The BRCA1/2 pathway prevents hematologic cancers in addition to breast and ovarian cancers

Abstract

Background: The present study was designed to test the hypothesis that inactivation of virtually any component within the pathway containing the BRCA1 and BRCA2 proteins would increase the risks for lymphomas and leukemias. In people who do not have BRCA1 or BRCA2 gene mutations, the encoded proteins prevent breast/ovarian cancer. However BRCA1 and BRCA2 proteins have multiple functions including participating in a pathway that mediates repair of DNA double strand breaks by error-free methods. Inactivation of BRCA1, BRCA2 or any other critical protein within this "BRCA pathway" due to a gene mutation should inactivate this error-free repair process. DNA fragments produced by double strand breaks are then left to non-specific processes that rejoin them without regard for preserving normal gene regulation or function, so rearrangements of DNA segments are more likely. These kinds of rearrangements are typically associated with some lymphomas and leukemias.

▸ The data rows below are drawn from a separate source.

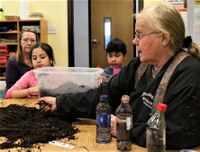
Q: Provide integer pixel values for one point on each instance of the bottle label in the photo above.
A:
(155, 139)
(103, 130)
(128, 123)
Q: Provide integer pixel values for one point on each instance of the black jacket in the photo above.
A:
(182, 97)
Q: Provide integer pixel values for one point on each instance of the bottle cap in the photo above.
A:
(125, 98)
(103, 98)
(162, 107)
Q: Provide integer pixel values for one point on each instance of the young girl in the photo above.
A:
(41, 55)
(20, 63)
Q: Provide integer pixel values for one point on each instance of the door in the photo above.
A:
(121, 14)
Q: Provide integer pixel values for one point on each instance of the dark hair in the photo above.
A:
(116, 45)
(19, 55)
(47, 48)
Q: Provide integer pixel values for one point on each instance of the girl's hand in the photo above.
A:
(47, 104)
(33, 91)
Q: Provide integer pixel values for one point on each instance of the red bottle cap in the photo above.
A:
(162, 107)
(125, 98)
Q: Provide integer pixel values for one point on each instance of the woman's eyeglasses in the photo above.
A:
(141, 35)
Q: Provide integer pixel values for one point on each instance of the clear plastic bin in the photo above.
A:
(54, 81)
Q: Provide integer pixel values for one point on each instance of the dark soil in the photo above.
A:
(25, 126)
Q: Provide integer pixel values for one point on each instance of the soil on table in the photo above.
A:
(24, 126)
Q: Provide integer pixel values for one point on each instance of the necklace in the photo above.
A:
(154, 71)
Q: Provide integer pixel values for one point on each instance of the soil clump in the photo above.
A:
(24, 126)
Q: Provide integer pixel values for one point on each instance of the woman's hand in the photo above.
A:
(47, 104)
(113, 125)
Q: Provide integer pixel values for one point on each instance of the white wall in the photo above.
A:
(81, 33)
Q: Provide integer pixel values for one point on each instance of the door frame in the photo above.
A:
(70, 4)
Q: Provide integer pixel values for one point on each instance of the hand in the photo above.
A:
(47, 104)
(104, 79)
(113, 125)
(33, 91)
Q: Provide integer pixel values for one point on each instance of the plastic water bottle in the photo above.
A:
(156, 130)
(103, 120)
(1, 14)
(124, 124)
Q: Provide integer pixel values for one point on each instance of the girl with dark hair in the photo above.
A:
(41, 55)
(20, 63)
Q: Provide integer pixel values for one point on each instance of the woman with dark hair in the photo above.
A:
(41, 55)
(20, 63)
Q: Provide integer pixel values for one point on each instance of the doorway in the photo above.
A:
(120, 13)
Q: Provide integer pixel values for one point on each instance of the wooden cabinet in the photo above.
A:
(9, 36)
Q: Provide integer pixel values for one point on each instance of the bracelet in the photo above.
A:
(28, 92)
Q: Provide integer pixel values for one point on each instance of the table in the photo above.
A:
(85, 141)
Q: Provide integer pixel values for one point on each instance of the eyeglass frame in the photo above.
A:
(138, 37)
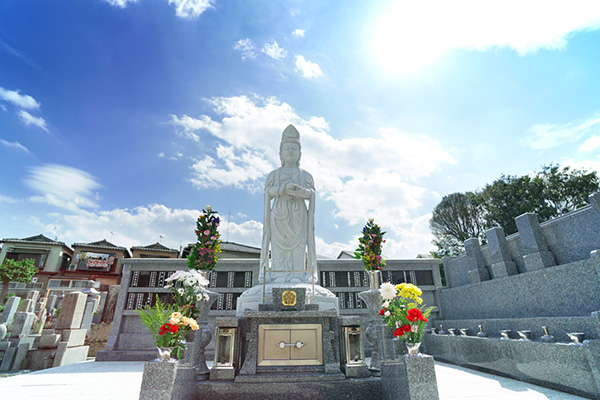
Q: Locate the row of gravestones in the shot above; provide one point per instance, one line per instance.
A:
(47, 333)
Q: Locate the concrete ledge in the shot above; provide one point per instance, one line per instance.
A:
(555, 365)
(348, 389)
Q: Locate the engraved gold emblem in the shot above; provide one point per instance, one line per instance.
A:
(288, 298)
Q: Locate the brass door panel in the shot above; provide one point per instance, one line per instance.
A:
(290, 344)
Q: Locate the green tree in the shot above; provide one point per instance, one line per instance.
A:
(458, 217)
(16, 271)
(550, 193)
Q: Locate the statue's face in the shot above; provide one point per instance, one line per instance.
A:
(290, 154)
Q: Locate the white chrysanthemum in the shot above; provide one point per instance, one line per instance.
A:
(388, 291)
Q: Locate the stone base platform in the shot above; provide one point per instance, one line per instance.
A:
(274, 388)
(252, 298)
(288, 377)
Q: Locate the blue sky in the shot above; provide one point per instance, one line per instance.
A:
(121, 119)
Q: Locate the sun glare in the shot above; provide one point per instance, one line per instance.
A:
(402, 40)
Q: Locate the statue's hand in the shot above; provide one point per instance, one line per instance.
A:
(294, 190)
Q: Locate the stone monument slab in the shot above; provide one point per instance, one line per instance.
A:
(10, 308)
(71, 311)
(22, 325)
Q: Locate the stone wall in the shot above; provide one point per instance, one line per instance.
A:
(143, 279)
(536, 246)
(527, 306)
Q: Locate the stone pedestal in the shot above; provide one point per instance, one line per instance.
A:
(409, 378)
(71, 311)
(287, 329)
(374, 329)
(536, 254)
(252, 298)
(168, 381)
(22, 324)
(10, 308)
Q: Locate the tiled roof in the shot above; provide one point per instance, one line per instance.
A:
(101, 244)
(155, 247)
(39, 239)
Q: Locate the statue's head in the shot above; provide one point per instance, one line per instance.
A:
(290, 145)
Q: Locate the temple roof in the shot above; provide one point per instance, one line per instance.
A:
(101, 244)
(155, 247)
(38, 239)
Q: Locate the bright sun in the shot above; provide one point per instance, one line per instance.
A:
(403, 40)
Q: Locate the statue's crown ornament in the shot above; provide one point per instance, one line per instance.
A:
(290, 135)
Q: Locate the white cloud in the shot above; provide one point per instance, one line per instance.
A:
(62, 186)
(190, 8)
(15, 145)
(246, 47)
(120, 3)
(274, 51)
(546, 136)
(29, 119)
(19, 100)
(141, 226)
(8, 199)
(308, 69)
(183, 8)
(376, 175)
(590, 144)
(408, 35)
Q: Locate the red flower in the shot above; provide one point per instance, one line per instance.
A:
(164, 329)
(414, 314)
(402, 330)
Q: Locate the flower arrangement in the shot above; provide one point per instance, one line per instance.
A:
(187, 288)
(401, 311)
(167, 325)
(369, 247)
(203, 255)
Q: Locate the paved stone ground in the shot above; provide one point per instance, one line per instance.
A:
(122, 380)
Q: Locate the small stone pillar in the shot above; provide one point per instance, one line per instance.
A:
(536, 254)
(71, 348)
(226, 349)
(373, 300)
(502, 264)
(202, 337)
(168, 381)
(474, 257)
(409, 378)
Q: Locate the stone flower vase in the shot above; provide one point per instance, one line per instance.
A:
(374, 279)
(412, 349)
(195, 351)
(164, 354)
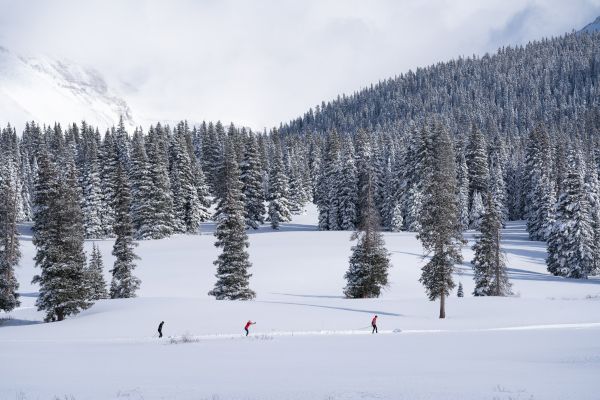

Methods: Literature searches produced about 2500 epidemiology and basic science articles related to the BRCA pathway. These articles were reviewed and copied to a database to facilitate access. Meta-analyses of statistical information compared risks for hematologic cancers vs. mutations for the components in a model pathway containing BRCA1/2 gene products.

Results: Deleterious mutations of genes encoding proteins virtually anywhere within the BRCA pathway increased risks up to nearly 2000 fold for certain leukemias and lymphomas. Cancers with large increases in risk included mantle cell lymphoma, acute myeloid leukemia, acute lymphocytic leukemia, chronic lymphocytic leukemia, and prolymphocytic leukemia. Mantle cell lymphoma is defined by a characteristic rearrangement of DNA fragments interchanged between chromosomes 11 and 14. DNA translocations or rearrangements also occur in significant percentages of the other cancers.

Conclusion: An important function of the BRCA pathway is to prevent a subgroup of human leukemias and lymphomas that may involve non-random, characteristic gene rearrangements. Here, the genetic defect in BRCA pathway deficiencies is a chromosomal misrepair syndrome that may facilitate this subgroup of somatic cancers. Inactivation of a single gene within the pathway can increase risks for multiple cancers and inactivation of a different gene in the same pathway may have similar effects. The results presented here may have clinical implications for surveillance and therapy.

Figure 1

Schematic model for the "error-free" BRCA double strand break repair pathway Brief overview of components within the BRCA pathway used here as a working model that was tested here. The model is based largely on reference 16. BRCA2 is the same as FANCD1 and the interaction between BRCA1 and Fanconi anemia protein J is shown. While the gene products shown represent the over-all pathway, "error-free" double strand break repair by homologous recombination undoubtedly involves other proteins but the discussion is limited to those shown. Not shown are details of the 13 Fanconi anemia gene products and additional components including EMSY, a whole family of RAD51 related proteins, DCC, cohesins and accessory proteins. Deficiency states may be rare or unknown for these additional proteins and large epidemiologic studies are uncommon. Other protein kinases related to ATM carry out similar functions in response to other genotoxic stresses, and some of them collaborate with ATM. Proteins within the pathway also interact with other branches of the DNA damage response and with further proteins.